LICRA members André Temime and Emile Atlan, together with Charles Bouchara and Paul Sebaoun, formed a pro-Allied resistance group. The group gathered in a gym on Government Square (now Martyrs Square) in Algiers. There they trained with Géo Gras, a former French military boxing champion, and practiced a range of fighting techniques such as boxing, fencing, and judo. Gras was unaware of his students' resistance activities. Unbeknownst to him, weapons were hidden under the ring and beneath the floorboards of the room.

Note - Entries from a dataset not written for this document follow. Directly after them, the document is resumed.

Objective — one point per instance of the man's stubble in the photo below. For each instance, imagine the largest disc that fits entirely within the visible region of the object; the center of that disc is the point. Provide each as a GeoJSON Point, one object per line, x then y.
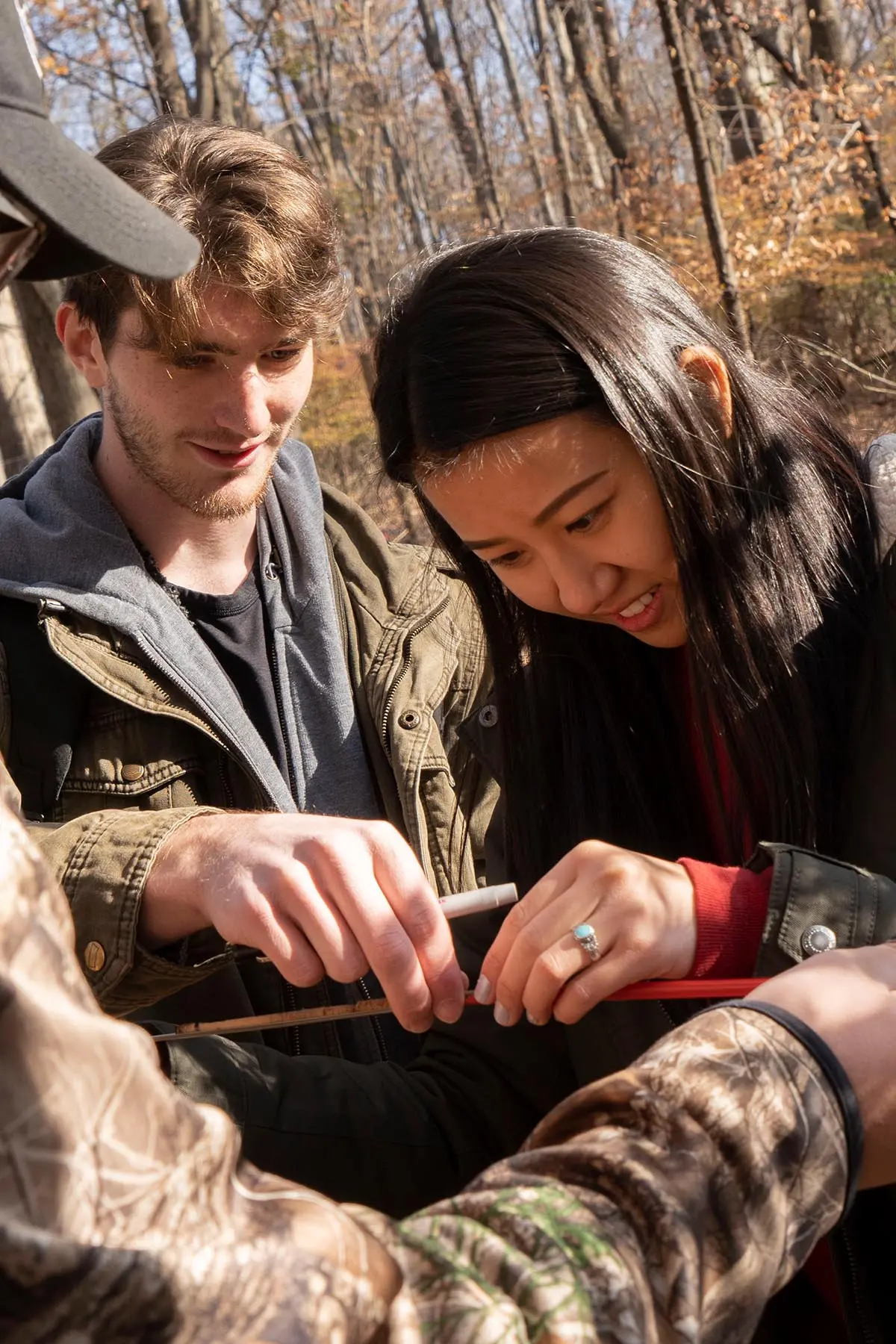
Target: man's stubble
{"type": "Point", "coordinates": [144, 445]}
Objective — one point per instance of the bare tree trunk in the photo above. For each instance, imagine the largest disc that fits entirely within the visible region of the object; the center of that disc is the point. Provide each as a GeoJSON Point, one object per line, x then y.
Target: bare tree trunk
{"type": "Point", "coordinates": [827, 34]}
{"type": "Point", "coordinates": [196, 16]}
{"type": "Point", "coordinates": [739, 120]}
{"type": "Point", "coordinates": [473, 99]}
{"type": "Point", "coordinates": [706, 178]}
{"type": "Point", "coordinates": [460, 125]}
{"type": "Point", "coordinates": [547, 206]}
{"type": "Point", "coordinates": [172, 92]}
{"type": "Point", "coordinates": [231, 104]}
{"type": "Point", "coordinates": [25, 430]}
{"type": "Point", "coordinates": [606, 23]}
{"type": "Point", "coordinates": [597, 181]}
{"type": "Point", "coordinates": [594, 87]}
{"type": "Point", "coordinates": [605, 114]}
{"type": "Point", "coordinates": [66, 394]}
{"type": "Point", "coordinates": [551, 94]}
{"type": "Point", "coordinates": [869, 137]}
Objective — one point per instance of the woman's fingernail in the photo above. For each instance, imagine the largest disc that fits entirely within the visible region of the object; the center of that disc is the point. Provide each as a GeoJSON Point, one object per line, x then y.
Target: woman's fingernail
{"type": "Point", "coordinates": [482, 992]}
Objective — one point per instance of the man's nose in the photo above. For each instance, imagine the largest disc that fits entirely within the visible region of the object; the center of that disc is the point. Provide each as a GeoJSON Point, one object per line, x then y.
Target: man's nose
{"type": "Point", "coordinates": [242, 405]}
{"type": "Point", "coordinates": [583, 588]}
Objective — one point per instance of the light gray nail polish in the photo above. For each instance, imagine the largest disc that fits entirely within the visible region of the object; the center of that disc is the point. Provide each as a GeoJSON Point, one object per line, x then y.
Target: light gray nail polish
{"type": "Point", "coordinates": [482, 992]}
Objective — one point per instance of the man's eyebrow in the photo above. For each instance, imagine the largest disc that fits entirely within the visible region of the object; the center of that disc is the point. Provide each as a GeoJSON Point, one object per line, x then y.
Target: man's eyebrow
{"type": "Point", "coordinates": [548, 511]}
{"type": "Point", "coordinates": [211, 347]}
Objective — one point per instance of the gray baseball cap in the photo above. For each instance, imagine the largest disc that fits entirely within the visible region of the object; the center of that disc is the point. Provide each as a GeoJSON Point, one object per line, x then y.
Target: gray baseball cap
{"type": "Point", "coordinates": [93, 220]}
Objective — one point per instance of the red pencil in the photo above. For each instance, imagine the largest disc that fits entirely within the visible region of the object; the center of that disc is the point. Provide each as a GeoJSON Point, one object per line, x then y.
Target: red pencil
{"type": "Point", "coordinates": [374, 1007]}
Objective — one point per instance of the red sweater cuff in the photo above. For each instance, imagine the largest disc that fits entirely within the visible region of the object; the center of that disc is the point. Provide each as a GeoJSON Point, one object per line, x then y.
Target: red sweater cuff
{"type": "Point", "coordinates": [729, 907]}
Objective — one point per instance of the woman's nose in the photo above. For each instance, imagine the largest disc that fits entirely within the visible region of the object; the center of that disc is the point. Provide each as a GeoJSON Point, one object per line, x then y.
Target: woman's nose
{"type": "Point", "coordinates": [583, 588]}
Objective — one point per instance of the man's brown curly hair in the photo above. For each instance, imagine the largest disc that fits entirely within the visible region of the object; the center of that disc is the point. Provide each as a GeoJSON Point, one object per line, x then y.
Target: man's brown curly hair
{"type": "Point", "coordinates": [267, 228]}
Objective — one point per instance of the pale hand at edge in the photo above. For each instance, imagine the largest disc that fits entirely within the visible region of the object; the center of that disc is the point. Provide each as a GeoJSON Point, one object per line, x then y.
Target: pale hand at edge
{"type": "Point", "coordinates": [319, 895]}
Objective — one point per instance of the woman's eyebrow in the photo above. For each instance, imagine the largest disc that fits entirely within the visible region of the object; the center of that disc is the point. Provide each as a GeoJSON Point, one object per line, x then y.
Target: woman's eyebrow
{"type": "Point", "coordinates": [548, 511]}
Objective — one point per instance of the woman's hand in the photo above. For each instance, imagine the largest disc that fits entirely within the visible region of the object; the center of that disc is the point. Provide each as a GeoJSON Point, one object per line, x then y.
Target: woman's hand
{"type": "Point", "coordinates": [642, 914]}
{"type": "Point", "coordinates": [849, 999]}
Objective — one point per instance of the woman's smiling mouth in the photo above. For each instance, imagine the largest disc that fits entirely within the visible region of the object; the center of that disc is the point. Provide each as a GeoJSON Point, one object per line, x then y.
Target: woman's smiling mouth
{"type": "Point", "coordinates": [642, 612]}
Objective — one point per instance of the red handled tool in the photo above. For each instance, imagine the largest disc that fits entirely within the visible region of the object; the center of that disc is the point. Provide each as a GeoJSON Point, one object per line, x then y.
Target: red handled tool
{"type": "Point", "coordinates": [374, 1007]}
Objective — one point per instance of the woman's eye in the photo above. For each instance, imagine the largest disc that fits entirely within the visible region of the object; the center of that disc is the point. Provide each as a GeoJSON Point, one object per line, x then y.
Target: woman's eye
{"type": "Point", "coordinates": [588, 520]}
{"type": "Point", "coordinates": [504, 561]}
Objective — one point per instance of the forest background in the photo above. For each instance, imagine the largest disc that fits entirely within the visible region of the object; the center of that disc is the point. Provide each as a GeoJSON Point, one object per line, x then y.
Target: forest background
{"type": "Point", "coordinates": [750, 143]}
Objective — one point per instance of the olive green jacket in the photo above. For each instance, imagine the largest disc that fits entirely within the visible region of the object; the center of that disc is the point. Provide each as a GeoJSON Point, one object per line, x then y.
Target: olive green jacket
{"type": "Point", "coordinates": [665, 1203]}
{"type": "Point", "coordinates": [147, 759]}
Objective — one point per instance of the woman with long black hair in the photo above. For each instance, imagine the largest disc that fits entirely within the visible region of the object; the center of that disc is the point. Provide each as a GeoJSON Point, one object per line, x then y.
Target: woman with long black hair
{"type": "Point", "coordinates": [676, 558]}
{"type": "Point", "coordinates": [682, 570]}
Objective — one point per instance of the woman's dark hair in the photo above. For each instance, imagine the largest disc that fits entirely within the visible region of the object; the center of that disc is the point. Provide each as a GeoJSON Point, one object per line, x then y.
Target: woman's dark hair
{"type": "Point", "coordinates": [771, 524]}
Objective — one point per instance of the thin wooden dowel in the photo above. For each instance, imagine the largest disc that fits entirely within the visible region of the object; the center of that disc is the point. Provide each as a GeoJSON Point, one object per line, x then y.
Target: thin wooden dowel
{"type": "Point", "coordinates": [374, 1007]}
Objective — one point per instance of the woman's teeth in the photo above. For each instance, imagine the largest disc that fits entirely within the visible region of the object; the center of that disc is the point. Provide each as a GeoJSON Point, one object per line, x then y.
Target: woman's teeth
{"type": "Point", "coordinates": [640, 604]}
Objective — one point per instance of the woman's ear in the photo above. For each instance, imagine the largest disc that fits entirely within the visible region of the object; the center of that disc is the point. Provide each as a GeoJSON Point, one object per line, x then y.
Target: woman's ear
{"type": "Point", "coordinates": [707, 366]}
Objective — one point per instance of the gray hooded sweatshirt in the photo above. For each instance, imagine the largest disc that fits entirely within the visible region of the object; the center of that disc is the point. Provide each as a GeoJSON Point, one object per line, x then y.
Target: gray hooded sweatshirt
{"type": "Point", "coordinates": [62, 541]}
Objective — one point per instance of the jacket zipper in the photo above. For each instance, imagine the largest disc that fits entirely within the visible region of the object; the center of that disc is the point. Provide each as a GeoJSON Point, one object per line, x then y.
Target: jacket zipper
{"type": "Point", "coordinates": [406, 662]}
{"type": "Point", "coordinates": [859, 1315]}
{"type": "Point", "coordinates": [292, 998]}
{"type": "Point", "coordinates": [375, 1021]}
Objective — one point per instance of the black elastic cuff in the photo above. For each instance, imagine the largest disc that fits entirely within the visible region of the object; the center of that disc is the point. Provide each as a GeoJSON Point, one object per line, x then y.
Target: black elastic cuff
{"type": "Point", "coordinates": [836, 1075]}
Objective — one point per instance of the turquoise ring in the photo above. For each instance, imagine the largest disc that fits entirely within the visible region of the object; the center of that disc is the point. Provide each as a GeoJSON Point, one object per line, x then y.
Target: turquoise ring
{"type": "Point", "coordinates": [588, 940]}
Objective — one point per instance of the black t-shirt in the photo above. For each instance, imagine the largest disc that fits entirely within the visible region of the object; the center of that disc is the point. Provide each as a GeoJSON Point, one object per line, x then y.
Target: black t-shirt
{"type": "Point", "coordinates": [235, 629]}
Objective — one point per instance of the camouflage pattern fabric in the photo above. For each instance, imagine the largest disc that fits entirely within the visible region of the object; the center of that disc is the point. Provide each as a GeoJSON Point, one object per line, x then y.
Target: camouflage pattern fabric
{"type": "Point", "coordinates": [664, 1203]}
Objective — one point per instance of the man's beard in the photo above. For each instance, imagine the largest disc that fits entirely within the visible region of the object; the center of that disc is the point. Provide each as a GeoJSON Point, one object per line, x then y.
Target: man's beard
{"type": "Point", "coordinates": [143, 445]}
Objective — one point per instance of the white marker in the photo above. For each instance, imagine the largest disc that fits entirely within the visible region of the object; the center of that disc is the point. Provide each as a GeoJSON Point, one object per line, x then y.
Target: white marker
{"type": "Point", "coordinates": [484, 898]}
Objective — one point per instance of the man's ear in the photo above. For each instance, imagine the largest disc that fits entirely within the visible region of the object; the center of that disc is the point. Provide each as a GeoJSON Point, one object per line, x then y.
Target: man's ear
{"type": "Point", "coordinates": [707, 366]}
{"type": "Point", "coordinates": [82, 344]}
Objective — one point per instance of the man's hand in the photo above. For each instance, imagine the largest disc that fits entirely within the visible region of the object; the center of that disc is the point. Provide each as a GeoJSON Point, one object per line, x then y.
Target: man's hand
{"type": "Point", "coordinates": [849, 999]}
{"type": "Point", "coordinates": [319, 895]}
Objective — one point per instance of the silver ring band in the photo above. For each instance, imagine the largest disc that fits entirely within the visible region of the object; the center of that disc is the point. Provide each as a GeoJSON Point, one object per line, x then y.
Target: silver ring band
{"type": "Point", "coordinates": [588, 940]}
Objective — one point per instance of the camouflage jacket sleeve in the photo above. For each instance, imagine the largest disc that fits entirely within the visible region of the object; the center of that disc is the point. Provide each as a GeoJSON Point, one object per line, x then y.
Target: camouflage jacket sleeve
{"type": "Point", "coordinates": [664, 1203]}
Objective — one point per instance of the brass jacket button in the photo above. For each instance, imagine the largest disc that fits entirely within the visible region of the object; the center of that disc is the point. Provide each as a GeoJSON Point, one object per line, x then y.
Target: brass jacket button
{"type": "Point", "coordinates": [818, 939]}
{"type": "Point", "coordinates": [94, 956]}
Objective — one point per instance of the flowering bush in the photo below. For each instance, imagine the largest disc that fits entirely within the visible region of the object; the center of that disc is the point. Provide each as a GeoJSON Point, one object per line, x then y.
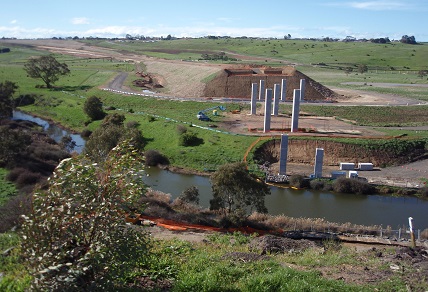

The organization was structured on a French military model, consisting of half-companies of sixty members divided into thirty member platoons and five member fire teams. Among its leaders were Fernand Aïch, Roger Albou, Émile Atlan, Charles Bouchara, Jean Gamzon, Jean Gozlan, André Levy, Germain Libine (future special guard of General De Gaulle), George Loufrani, Roger Morali, André Temime, and general counsel Raphaël Aboulker, cousin of José Aboulker.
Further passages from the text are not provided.